The four suspects, identified as Glendale residents Ruben Tamrazian, 26, Ararat Chirkinian, 39, Vahe Muradkhanyan, 32 and Valley Village woman Alfiya Zuckerman, 39, were all arrested with the help of Glendale police and the California Highway Patrol, the release said.
Three Armenians (two -ians, one -yan) and a Jew.
As for the long-running debate over whether Armenian-Americans whose names ends in -ian or -yan tend to be the more respectable, I hereby withdraw from the field of debate and leave it up to Mark Krikorian and Anna Khachiyan to hash it out.
Let me know when you’ve reached a conclusion.
Data point that may or may not be useful:
I have been a reader of yours for a *very* long time.
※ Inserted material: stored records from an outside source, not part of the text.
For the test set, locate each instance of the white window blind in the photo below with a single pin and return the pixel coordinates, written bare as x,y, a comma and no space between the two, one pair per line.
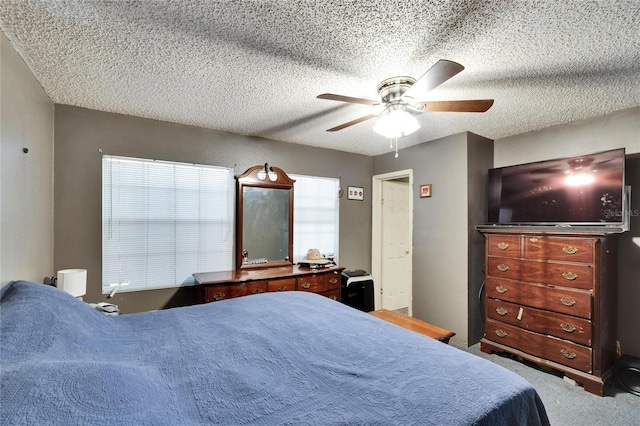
315,216
163,221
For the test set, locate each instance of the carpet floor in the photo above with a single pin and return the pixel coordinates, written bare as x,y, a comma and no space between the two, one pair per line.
568,404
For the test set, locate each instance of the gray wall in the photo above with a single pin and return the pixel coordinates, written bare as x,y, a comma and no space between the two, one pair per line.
83,135
442,227
26,179
618,130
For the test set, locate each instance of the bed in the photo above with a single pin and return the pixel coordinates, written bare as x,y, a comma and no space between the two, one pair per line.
277,358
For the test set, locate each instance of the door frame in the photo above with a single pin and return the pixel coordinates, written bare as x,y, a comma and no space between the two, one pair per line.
376,232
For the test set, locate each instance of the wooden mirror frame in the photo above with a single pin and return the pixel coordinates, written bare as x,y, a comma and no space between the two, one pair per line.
253,178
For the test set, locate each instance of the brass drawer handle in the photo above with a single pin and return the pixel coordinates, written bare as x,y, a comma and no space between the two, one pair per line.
570,249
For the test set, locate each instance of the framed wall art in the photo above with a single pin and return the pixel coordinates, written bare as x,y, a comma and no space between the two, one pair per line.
425,190
355,193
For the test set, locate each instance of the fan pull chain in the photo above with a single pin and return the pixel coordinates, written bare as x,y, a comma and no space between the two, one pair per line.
391,144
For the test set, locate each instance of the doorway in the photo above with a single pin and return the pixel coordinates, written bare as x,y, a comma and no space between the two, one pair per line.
392,240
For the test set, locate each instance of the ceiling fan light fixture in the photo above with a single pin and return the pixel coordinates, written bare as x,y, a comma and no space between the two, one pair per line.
396,123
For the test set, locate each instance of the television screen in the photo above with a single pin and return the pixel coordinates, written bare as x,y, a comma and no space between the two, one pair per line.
587,189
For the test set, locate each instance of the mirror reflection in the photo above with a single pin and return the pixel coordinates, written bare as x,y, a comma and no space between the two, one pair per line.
265,228
264,218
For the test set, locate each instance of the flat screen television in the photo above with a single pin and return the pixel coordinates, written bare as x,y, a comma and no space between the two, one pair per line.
583,190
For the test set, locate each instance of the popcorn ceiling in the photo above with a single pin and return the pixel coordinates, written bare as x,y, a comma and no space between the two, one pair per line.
256,67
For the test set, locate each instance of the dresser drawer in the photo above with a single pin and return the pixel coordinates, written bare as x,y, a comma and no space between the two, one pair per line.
565,300
502,267
564,326
221,292
334,281
562,249
503,246
562,274
285,284
316,283
561,351
333,294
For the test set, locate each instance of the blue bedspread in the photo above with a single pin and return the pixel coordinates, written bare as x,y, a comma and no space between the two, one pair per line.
277,358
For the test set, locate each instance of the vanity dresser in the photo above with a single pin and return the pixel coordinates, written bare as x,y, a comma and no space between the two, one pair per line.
550,299
264,245
214,286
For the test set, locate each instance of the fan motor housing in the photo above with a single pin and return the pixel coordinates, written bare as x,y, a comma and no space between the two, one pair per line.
392,88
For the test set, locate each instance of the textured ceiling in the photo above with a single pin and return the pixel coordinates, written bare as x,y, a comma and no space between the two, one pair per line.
256,67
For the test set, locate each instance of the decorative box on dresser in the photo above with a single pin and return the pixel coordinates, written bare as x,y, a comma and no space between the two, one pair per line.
215,286
550,299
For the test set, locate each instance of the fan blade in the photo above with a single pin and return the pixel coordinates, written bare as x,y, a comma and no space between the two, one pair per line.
442,71
340,98
476,105
351,123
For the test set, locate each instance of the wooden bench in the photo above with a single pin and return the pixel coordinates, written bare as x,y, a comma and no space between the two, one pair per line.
414,324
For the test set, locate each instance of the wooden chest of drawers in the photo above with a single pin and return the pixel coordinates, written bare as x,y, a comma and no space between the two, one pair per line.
550,299
215,286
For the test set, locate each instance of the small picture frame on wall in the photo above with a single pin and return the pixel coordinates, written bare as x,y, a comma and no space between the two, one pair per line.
355,193
425,191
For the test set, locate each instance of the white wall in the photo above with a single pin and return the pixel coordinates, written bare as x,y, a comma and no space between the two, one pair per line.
26,179
440,230
618,130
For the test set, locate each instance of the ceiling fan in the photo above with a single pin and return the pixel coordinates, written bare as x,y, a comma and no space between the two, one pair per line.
400,95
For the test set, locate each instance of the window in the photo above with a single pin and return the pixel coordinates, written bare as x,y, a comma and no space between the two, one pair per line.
163,221
315,215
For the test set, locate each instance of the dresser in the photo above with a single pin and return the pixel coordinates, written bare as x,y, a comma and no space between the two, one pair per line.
550,299
214,286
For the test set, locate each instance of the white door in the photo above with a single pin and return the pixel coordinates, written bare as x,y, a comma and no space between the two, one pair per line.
396,245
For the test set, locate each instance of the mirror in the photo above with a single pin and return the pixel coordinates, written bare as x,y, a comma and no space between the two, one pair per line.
264,236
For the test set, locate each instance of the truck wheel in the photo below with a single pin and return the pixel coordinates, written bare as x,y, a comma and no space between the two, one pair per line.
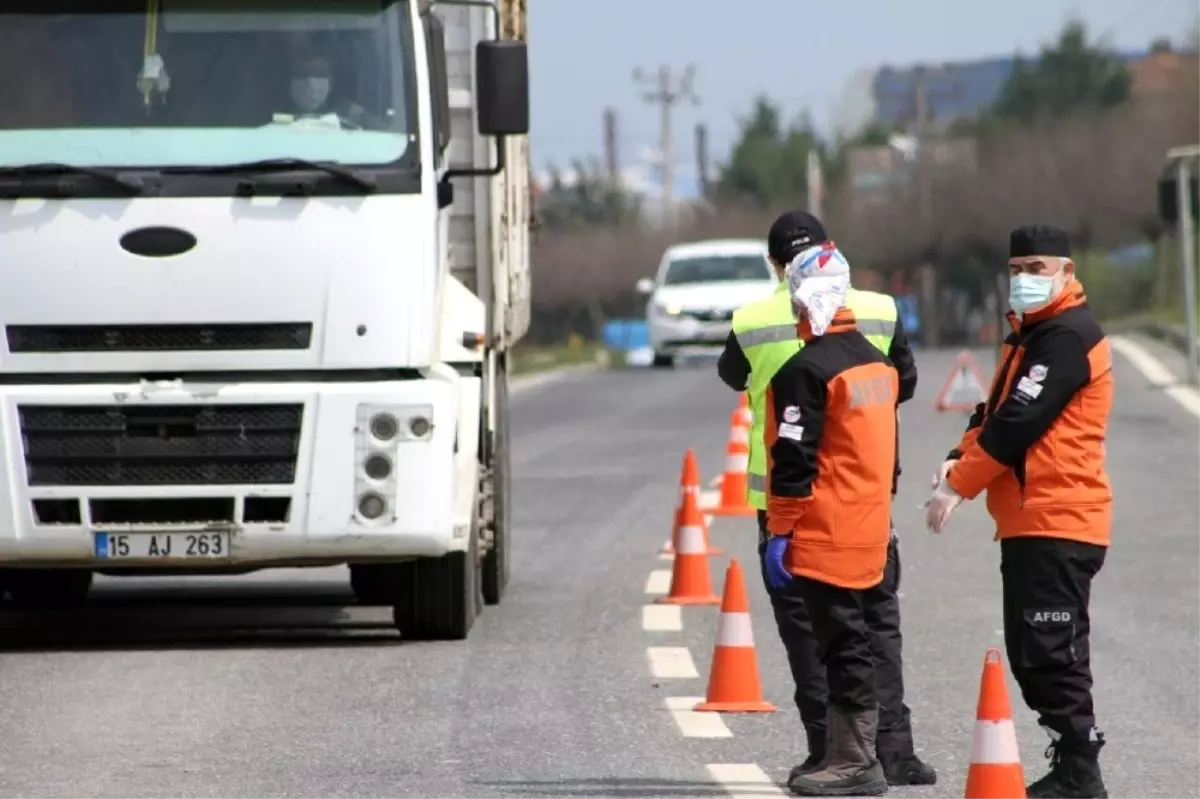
497,565
438,598
373,583
48,589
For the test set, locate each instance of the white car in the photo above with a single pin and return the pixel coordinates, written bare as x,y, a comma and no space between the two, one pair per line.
697,288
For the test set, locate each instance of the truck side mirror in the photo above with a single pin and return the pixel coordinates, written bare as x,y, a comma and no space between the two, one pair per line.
502,88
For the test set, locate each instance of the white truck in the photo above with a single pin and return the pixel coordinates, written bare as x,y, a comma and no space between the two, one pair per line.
263,264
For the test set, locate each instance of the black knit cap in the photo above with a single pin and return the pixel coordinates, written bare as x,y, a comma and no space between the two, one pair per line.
1038,240
793,233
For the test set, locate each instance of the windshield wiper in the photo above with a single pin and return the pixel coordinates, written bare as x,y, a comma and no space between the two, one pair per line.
285,164
131,184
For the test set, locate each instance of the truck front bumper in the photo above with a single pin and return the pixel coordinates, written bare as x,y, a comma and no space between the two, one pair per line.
279,470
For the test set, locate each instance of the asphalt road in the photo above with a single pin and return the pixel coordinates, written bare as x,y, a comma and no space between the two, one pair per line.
553,694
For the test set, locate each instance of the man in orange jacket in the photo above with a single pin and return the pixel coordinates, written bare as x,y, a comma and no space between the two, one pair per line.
832,456
1037,446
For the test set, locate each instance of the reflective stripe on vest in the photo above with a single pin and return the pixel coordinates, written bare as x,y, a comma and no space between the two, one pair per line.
766,331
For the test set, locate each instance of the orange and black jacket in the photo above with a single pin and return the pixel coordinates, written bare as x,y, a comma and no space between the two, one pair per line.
832,455
1037,444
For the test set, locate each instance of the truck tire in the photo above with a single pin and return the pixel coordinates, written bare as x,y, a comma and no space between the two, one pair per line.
439,598
373,583
497,564
48,589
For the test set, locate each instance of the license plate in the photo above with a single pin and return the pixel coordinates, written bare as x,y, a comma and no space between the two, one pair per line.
162,546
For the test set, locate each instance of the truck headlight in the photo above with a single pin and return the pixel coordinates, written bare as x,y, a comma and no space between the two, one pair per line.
377,467
384,426
381,433
372,505
669,308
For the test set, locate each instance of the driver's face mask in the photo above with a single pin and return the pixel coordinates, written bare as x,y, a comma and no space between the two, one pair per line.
310,94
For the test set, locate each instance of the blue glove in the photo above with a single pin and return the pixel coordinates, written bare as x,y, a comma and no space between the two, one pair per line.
773,560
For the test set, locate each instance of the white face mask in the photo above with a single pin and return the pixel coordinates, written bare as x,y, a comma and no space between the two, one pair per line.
310,94
1030,293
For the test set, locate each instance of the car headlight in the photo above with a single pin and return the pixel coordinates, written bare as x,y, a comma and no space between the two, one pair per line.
669,308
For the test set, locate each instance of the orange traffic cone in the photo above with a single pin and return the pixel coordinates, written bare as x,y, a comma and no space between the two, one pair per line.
689,481
690,582
737,463
733,684
995,769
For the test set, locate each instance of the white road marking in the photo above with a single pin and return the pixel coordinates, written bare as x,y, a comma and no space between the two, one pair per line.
696,725
1158,374
663,618
659,582
671,662
743,780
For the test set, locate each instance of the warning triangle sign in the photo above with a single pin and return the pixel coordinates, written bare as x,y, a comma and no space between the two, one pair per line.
963,389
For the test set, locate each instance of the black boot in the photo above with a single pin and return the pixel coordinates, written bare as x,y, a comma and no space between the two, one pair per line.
850,768
816,737
907,770
1074,774
900,762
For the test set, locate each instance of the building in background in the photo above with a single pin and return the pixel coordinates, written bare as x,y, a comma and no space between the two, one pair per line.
955,89
856,106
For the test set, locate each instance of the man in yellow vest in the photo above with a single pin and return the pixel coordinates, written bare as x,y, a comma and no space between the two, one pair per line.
762,340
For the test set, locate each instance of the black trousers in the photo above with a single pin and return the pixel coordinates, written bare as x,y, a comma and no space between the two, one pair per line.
881,611
1048,588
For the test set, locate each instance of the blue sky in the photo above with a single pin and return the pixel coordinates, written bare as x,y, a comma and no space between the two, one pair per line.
799,52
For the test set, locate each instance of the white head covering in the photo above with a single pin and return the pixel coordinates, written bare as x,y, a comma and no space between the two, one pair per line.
819,280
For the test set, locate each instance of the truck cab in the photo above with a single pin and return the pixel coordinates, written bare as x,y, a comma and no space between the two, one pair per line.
239,329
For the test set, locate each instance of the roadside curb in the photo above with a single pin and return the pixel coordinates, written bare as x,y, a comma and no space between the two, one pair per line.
1174,336
528,382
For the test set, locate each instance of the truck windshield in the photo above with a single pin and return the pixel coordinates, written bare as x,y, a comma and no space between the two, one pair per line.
717,269
178,83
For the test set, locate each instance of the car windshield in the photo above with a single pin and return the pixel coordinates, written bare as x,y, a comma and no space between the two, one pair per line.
713,269
173,83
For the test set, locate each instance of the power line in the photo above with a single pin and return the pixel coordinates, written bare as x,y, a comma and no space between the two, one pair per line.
666,91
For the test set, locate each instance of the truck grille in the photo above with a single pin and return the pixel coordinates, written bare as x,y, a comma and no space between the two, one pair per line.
159,445
163,338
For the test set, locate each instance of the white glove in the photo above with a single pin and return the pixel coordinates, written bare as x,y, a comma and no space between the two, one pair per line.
940,506
940,475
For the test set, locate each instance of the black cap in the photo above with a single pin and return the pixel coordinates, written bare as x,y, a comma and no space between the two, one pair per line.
793,233
1038,240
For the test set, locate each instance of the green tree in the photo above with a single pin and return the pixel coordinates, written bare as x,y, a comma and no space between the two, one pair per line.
588,199
1071,76
768,162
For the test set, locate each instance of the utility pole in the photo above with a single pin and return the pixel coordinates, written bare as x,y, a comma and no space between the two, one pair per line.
919,101
702,160
666,91
612,163
815,180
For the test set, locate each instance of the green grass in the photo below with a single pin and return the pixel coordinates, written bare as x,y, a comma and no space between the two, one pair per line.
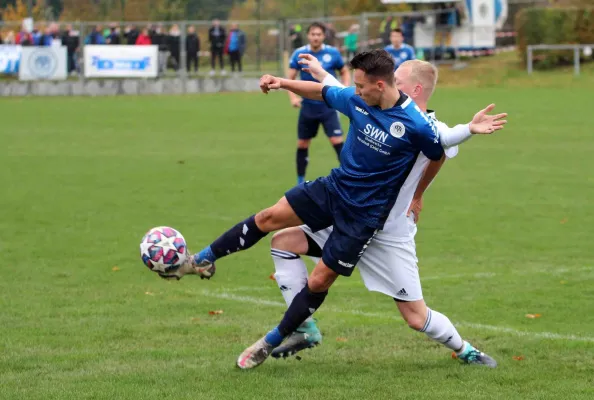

I buy a paid account to support your work (and am the proud owner of one of the Patrician Editions of Noticing). I remember that picture of you and Mrs. T. on isteve.blogspot.com. I remember Jupiter and WHITE FAMILY MALES, the Donmeh articles, World War G and T, the yearly search for Kwanza carols, Tiny Duck, AnotherDad and Jack D going at it every time Jews are mentioned, the whole 9th hole...er, 9 yards.
However, paid accounts are linked to one's credit card. This means a future Democratic regime could use them to link comments to one's actual name, resulting in doxxing and possibly prosecution.
So I comment on public articles, and read private ones.
Also, the bear bit made me laugh out loud.
I guess this is one bear women would be afraid of?
The eternal Armenian.
It should be noted that as with Caliranians, the Armenians who live in California aren't exactly representative of their kind.
Which reminds me of a woman from an upper-class Shia Arab family in the Gulf, who says they despise the Arabs in Europe and don't want to interact with them when they visit Paris. Everyone knows that it's full of every Moroccan, Tunisian, Syrian and Iraqi criminal who knows how to get on a boat and throw away an ID. There is a cultural gulf between them, as it were.